Today when I arrived on campus, there were actually people present—which led me to believe that class was indeed in session. The third time was the charm. I got there around 7:40 AM, again exhibiting my heightened anticipation. I perched on a bench and pulled out my computer, acting as though I was doing work. In actuality, I was trying to gauge the average age of the passerbys, observing their characteristics, and determining which ones I could adapt to appear younger than I really am. I had already shaven my chin and lip hair. Would that be enough?
I arrived at the conclusion that the average age was 19 ½, though all of the students looked liked they could have easily shown up for the first day of school at Sac High and fit right in. I put on my sunglasses and walked into Kroeber Hall.
I entered into a lecture hall full of light chatter. Upon first glance, I appeared to be the only person who knew no one. I then noticed the oafs, ogres and fat girls: they too were mute. I was encouraged by my company.
I found a seat on an aisle. This was strategic, as there isn’t much space in the lecture halls, especially in the older buildings. Back when I was at Cal years and years ago as a traditional undergrad, I also found that the seats next to me were often the ones that were always available. I’ve been dousing myself in Love Spell body spray since 99’ and Bath and Body Works’s Pear Berry lotion (now discontinued) before that, so I know it wasn’t a smell issue. Sure enough, the seat next to mine, in spite of the 50 additional people on the waitlist standing on the walls, remained empty.
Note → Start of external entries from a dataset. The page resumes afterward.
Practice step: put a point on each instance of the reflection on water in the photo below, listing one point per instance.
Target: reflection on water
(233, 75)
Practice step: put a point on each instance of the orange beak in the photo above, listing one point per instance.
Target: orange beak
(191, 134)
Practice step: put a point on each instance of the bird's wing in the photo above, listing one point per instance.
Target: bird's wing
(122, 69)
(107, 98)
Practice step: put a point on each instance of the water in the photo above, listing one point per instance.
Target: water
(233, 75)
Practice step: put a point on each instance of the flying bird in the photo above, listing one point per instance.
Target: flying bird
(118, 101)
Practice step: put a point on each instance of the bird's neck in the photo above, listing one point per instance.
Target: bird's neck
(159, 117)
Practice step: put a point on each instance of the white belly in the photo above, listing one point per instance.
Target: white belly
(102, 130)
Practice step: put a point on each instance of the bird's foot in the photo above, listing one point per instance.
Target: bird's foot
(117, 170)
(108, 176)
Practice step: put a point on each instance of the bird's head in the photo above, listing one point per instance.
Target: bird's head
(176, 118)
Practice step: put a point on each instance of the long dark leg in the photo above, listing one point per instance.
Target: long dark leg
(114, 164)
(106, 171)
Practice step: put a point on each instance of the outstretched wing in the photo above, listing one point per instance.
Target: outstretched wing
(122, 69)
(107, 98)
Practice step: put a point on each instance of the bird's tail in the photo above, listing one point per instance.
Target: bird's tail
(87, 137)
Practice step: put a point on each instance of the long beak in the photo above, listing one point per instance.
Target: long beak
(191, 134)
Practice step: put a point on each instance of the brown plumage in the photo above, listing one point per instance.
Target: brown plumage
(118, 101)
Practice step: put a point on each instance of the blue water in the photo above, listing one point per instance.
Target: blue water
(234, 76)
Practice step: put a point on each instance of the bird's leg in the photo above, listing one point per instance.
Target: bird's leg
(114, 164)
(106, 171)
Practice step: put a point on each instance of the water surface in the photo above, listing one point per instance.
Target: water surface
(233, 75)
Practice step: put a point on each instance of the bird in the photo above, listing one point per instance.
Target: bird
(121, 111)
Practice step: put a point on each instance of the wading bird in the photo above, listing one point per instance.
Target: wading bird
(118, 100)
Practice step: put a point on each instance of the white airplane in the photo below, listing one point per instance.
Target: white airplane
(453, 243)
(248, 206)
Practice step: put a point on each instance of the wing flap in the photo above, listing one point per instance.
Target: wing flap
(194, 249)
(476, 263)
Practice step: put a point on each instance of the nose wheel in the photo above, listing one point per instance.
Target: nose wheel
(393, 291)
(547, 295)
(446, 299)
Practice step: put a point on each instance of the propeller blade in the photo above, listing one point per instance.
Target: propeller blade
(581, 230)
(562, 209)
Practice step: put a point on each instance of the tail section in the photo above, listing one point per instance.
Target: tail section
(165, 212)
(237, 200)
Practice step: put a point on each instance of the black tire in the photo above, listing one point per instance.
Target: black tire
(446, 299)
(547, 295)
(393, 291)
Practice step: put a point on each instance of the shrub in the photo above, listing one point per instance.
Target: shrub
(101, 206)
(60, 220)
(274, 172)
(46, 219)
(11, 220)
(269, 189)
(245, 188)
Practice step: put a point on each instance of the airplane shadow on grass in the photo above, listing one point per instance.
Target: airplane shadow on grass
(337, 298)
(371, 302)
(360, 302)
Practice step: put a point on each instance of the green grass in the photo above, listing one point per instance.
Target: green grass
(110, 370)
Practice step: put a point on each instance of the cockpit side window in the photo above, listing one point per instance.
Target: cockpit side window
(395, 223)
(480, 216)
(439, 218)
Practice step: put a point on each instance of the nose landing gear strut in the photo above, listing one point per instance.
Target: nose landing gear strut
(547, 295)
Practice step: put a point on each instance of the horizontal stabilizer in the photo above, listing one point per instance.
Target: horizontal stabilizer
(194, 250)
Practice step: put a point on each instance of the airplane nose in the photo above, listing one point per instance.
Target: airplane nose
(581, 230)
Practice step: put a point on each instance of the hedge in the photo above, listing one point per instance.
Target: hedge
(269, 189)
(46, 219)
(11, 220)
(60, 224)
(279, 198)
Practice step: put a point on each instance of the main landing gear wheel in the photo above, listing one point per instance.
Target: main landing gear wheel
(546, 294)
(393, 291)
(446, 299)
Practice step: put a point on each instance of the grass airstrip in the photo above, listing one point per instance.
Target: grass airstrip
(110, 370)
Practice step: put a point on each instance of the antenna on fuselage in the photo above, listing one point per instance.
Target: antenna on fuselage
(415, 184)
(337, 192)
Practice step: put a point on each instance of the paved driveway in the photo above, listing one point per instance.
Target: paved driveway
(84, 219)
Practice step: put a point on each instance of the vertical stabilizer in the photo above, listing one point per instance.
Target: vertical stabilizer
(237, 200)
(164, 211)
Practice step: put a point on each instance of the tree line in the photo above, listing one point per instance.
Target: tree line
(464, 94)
Until, let’s call him Dilbert, came in. Dilbert is about 6’4”. Dilbert is hairy. Dilbert wanted to sit right next to me.—and I was actually okay with it. The good thing about Dilbert is he looks older than me, in spite of being a freshman. I felt that he gave me added credibility in my quest to look younger.
Class was uneventful as it was the first day. The professor breezed through the syllabus. (If you don’t know Sally, picture a woman with electrified red hair to which balloons would be drawn, Jesus sandals, and glasses.) The one funny moment was when Sarah, the professor, attempted to do the Homer Simpson “Doh” and hit herself a wee bit too hard in the forehead. I was toward the back of the room but could still hear the sound resembling a baseball bat smacking an onion being pitched at 60 mph. She was dazed but quickly snapped out of it.